I found this book incredibly difficult to read. I had to force myself to read 20 pages per day to read it in time for a book group. I had wondered if the translation was partly to blame, but some of our members read it in Arabic and had the same response.
The central character, Suhaila, is only known to us through her friends and her son. She is unconscious throughout the book and they are visiting with gifts and much conversation, with her (one way), and with each other. They also discuss her with her son, Nader, who has come over from Canada on hearing of his mother's illness. However, we never actually discover what is causing her ailments. The doctor says: "A surge in her blood pressure set off tremors in the veins that send the blood to the brain. There was a hemorrhage and it stopped....." P131.
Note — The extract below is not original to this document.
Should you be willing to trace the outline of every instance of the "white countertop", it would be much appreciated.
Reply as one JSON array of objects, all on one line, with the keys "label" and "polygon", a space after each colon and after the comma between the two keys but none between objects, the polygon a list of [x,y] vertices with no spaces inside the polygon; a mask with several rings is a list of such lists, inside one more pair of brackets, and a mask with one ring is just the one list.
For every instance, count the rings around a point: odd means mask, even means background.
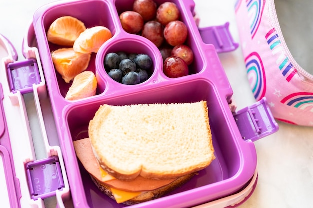
[{"label": "white countertop", "polygon": [[[53,0],[2,0],[0,33],[9,38],[20,59],[22,43],[35,11]],[[200,26],[230,23],[240,42],[234,17],[235,0],[195,0]],[[241,48],[220,54],[232,87],[238,109],[255,102],[248,80]],[[259,171],[256,188],[240,208],[313,207],[313,128],[278,122],[278,132],[255,142]]]}]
Through all these interactions we learn of her early life in Iraq and subsequent exile to Paris. Her arranged marriage to an Iraqi soldier had been unhappy and abusive and she had left Iraq when he had disappeared. Her son appears to have been distant both geographically and mentally and he has left his young wife and their son back in Canada.
The problem is, nothing happens. The whole book is a conversation between various characters, who, in turn describe other characters. What little I learned of life in Iraq was padded out with an excess of language that made every page a struggle.
The author is due to make an appearance at the Dubai Literary Festival in March this year, perhaps I will glean a little more of the book's meaning then. Meanwhile, I am dreading my next read, Naphtalene, also by Alia Mamdouh, and for another book group. It does get slightly better ratings, so fingers crossed.
I was really excited to read this book but unfortunately I have to agree that it is pretty boring. Not sure why I struggled but it took me a few weeks to read, and I am usually a fast reader. Very disappointing!
It just didn't make sense to me. Perhaps it would've gotten better if I stuck with it longer, or maybe I could've tried again on a different day...but I don't want to.